We've got a NetSUS setup - thanks to it, we're able to point the root account on our boxes to the internal NetSUS and get accurate reporting. I'm seeing a few odd things that I can't seem to account for though. More on that in a minute.
What I'm tying to accomplish:
1) Manage the SUS address used by our clients to connect to our internal SUS, to ensure that I'm able to report on available updates to the JSS (we're behind a proxy, so I've setup a SUS to ensure we can get reporting in the JSS)
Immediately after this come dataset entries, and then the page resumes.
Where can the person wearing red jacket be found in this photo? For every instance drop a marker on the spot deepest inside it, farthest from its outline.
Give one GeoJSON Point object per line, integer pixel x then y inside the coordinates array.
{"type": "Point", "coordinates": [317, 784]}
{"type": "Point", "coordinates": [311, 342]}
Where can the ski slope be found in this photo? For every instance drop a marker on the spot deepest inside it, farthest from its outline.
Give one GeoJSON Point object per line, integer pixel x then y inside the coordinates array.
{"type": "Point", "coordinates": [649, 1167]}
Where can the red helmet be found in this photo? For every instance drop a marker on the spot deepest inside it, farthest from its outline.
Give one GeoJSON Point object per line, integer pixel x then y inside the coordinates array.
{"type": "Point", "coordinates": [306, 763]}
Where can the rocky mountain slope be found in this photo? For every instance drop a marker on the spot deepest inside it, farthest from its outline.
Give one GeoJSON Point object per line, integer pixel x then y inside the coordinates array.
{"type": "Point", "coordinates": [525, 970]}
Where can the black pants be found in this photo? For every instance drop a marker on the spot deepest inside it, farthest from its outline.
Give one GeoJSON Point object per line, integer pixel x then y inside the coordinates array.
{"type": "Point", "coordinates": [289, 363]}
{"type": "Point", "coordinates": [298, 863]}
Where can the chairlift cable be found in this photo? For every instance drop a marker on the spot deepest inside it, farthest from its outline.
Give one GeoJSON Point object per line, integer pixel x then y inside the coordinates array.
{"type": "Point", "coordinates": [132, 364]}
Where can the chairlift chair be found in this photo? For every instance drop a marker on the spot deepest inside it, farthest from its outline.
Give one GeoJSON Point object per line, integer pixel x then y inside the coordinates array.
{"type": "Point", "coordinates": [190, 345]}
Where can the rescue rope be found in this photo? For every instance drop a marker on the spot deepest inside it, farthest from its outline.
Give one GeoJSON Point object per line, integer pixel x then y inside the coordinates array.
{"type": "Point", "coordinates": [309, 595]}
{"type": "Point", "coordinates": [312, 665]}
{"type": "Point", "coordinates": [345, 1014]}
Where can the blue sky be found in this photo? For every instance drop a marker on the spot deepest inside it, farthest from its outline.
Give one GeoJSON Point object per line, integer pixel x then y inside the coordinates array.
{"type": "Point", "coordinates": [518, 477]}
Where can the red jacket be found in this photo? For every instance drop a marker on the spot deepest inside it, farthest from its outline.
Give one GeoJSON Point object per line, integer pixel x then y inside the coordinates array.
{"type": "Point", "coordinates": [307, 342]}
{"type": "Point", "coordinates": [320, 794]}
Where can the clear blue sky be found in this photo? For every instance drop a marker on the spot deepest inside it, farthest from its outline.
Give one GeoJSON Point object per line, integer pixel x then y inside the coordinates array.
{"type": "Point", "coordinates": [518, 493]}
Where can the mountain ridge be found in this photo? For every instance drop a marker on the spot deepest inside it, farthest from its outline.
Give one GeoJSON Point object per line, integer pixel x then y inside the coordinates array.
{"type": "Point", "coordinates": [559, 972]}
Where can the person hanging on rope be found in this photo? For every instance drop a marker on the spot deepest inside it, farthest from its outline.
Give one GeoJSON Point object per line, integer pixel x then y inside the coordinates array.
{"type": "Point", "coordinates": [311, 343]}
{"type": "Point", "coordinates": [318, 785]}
2) Be able to manage the availability of those updates via the SUS, and ensure that that's all the clients will see
3) Have clients pull those updates down from Apple directly if need be
But I still seem to have 3 issues:
1) Client machines still appear to be hitting apple.com for their updates (no sign of our SUS name in the Software Update box's title bar)
2) When I manually set the /var/root/Library/com.apple.SoftwareUpdate preference to the internal NetSUS - now I see the title, but only 1/2 of the updates (even though the inventory JSS reports ALL of them correctly!?)
3) Setting the /var/root/ preference via the JSS (I'm being lazy and using the Advanced>Run Command portion in a policy), results in update availability being reported to the JSS, but not in the client actually using our SUS. Running the same command as root on the box - the exact same command, results in the SUS preference being set, and the Software Update window's title bar to reflect that it's connecting to our internal NetSUS.
I'm open to suggestions here - and a little baffeled why the same command issued directly on a client machine has a different result then the same command issued on via the JSS.